I like working with the shotgun microphone during Sound & Video projects. It is useful because it records mostly in one direction, and has a bit of length to it, so you don’t have to get close to the source of the sound. It records mostly these areas:

shotgun microphone polar diagram (where it looks for sound)

For me, the shotgun microphone really fun to hold and point in various directions …and served as inspiration for the totally tubular
Shotgun Flashlight!!

The blue light coming out looks like this:

 

 

 

 

MATERIALS: the materials used to make this included:

A poster tube, a strip of cardboard, scissors, and (optional) a ruler
A standard 9V battery and clip connector
Some blue LEDs (5 or more)
copper wire – at least 12 inches

 

 

 

 

 

CONCEPT & DESIGN:

I conceptualized the following design, using a series circuit to give all LEDs equal voltage.

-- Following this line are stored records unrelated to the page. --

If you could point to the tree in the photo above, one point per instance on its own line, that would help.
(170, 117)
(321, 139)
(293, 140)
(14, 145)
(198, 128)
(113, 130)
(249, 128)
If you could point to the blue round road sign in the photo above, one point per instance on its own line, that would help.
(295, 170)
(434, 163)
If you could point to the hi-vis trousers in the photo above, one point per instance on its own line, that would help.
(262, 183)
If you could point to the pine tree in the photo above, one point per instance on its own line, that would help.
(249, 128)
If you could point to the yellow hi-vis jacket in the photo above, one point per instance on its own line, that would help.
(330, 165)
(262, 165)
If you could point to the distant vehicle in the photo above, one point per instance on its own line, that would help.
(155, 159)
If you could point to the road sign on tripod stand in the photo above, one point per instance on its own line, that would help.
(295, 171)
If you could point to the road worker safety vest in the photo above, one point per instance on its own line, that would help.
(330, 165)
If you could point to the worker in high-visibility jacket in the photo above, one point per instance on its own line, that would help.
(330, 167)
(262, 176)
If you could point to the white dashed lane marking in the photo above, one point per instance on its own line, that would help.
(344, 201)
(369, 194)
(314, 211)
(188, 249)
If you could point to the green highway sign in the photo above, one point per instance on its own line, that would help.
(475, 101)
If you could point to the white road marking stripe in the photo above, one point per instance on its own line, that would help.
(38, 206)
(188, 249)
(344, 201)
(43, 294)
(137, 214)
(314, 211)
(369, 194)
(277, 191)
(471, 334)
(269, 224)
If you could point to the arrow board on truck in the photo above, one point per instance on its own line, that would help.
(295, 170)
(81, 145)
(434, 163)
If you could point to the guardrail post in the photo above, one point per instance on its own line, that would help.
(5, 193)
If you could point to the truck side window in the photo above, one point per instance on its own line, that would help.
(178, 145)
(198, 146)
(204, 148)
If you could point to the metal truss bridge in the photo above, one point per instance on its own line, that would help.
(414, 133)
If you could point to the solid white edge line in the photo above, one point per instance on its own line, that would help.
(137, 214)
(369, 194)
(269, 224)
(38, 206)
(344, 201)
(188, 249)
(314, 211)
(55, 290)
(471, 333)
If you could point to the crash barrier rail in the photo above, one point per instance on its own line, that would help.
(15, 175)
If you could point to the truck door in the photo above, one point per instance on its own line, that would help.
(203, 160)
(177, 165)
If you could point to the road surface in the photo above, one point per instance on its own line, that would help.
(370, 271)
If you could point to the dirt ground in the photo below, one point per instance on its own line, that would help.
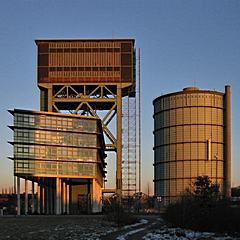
(54, 227)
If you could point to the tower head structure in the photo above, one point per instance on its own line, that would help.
(89, 77)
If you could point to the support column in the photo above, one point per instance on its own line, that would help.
(18, 197)
(42, 196)
(33, 199)
(26, 196)
(227, 184)
(119, 142)
(47, 198)
(51, 197)
(64, 197)
(68, 192)
(39, 199)
(58, 196)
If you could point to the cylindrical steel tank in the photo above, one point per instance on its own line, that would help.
(191, 138)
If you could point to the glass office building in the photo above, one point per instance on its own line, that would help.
(53, 150)
(191, 138)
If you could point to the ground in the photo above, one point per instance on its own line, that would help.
(149, 227)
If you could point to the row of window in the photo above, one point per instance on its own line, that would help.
(55, 138)
(53, 152)
(190, 99)
(51, 122)
(56, 168)
(189, 115)
(188, 133)
(189, 151)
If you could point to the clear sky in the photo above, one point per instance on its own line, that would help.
(182, 42)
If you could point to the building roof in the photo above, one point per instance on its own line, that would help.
(68, 115)
(84, 40)
(188, 90)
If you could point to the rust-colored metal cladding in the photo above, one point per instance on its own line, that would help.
(89, 77)
(86, 60)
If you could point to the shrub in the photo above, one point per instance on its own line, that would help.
(202, 209)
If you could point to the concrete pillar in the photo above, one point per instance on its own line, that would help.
(18, 197)
(42, 199)
(50, 198)
(47, 198)
(119, 141)
(67, 199)
(33, 199)
(26, 196)
(39, 199)
(58, 195)
(228, 141)
(64, 197)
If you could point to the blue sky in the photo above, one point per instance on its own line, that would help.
(182, 42)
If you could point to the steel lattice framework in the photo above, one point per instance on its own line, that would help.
(89, 77)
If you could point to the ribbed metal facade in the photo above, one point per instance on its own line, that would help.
(190, 140)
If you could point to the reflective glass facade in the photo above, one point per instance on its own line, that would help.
(57, 145)
(188, 140)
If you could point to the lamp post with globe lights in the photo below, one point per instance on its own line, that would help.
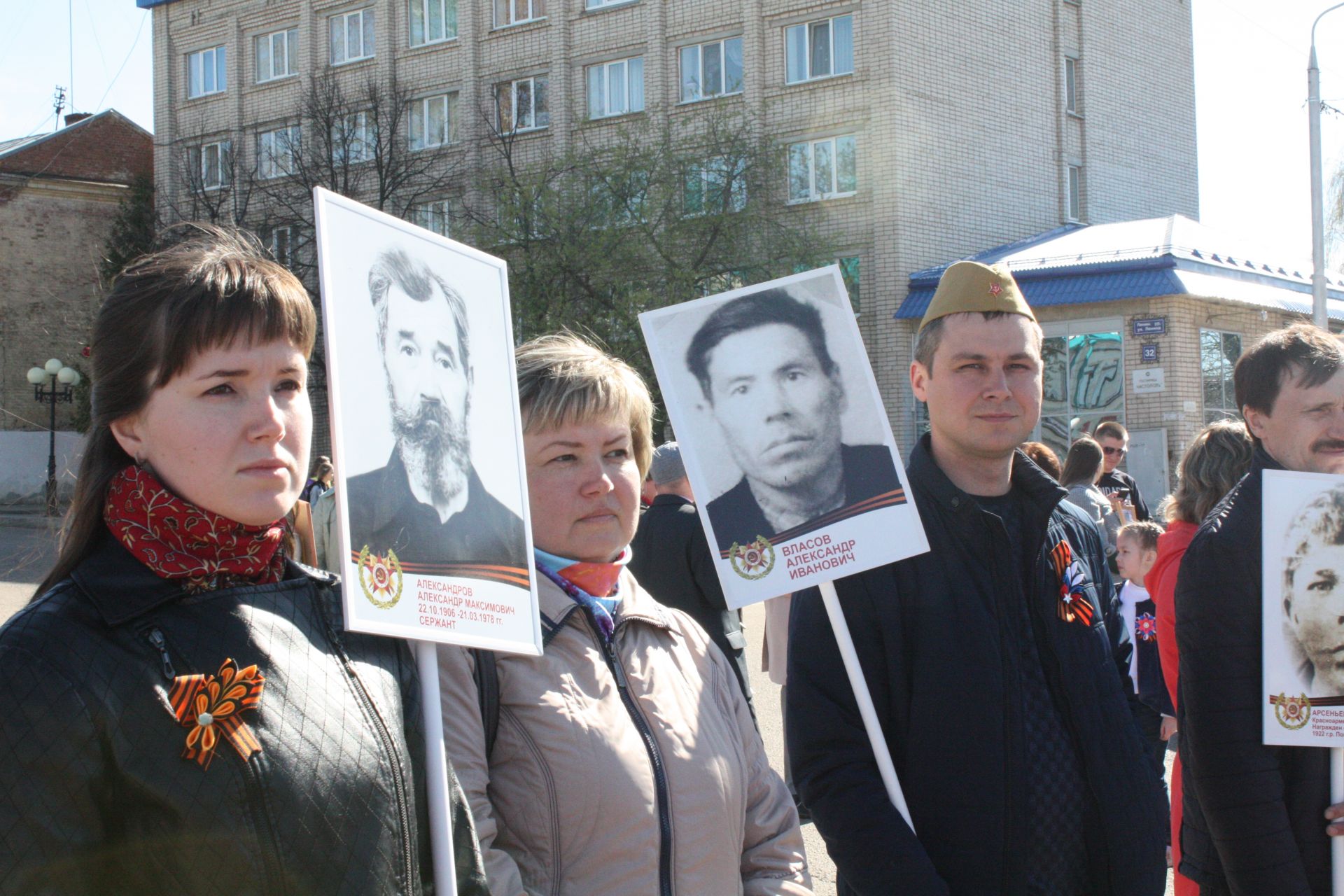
(45, 388)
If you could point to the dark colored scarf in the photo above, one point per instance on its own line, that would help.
(186, 543)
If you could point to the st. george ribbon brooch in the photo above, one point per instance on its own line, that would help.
(210, 706)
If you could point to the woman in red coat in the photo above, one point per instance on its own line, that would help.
(1214, 463)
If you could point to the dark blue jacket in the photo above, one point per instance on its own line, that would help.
(942, 672)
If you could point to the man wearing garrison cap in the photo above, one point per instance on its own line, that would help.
(995, 662)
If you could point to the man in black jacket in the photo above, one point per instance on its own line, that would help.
(671, 559)
(993, 660)
(1254, 814)
(1113, 440)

Note the resistor in the circuit as well! I lost 8 LEDs in the blink of an eye without one 🙁


BUILDING:

I cut the strip of cardboard into a thin slice that fit into the tube, then put down two ‘rails’ of copper wire, and attached the 9V clip connect and resistor with duct tape.

…then added the LEDs in a similar fashion. Remember that the D in LED stands for diode, and they must be aligned with the polarity (+ / – ) of the circuit (the longer stem is the + input).

 

I tested the connection as they were attached making sure the LEDs were all working. Next, I glued the battery to the cap of the poster tube like so:

 

 

Finally, I taped the light strip to the inside of the tube:

 

 

 

 

 

 

When the battery and connector are attached, you should see LIGHT!

COSMETICS:

Now that the flashlight worked, I decide to decorate it with the swirls you see in the glamour shots. To do this I painted it black, laid down some painters tape in a pattern, then painted it with shiny sliver paint, and finally remove the painters tape.

paint it black
use painters tape
add a coat and remove the paint

One thought on “Totally Tubular”

  1. Good work. Using the cardboard tube for the housing is a great idea. It’s light, cheap, and comes with caps that fit the tube already.

    I think soldering the circuit would help a lot for this project. The wiring would more secure for one thing, but I think the cardboard would not be necessary if stiff wires were soldered to the LEDs. It would probably all ow more light as well (no cardboard blocking it).

    I wonder if all of the circuit could be mounted to the tube cap, that would make repairs much easier.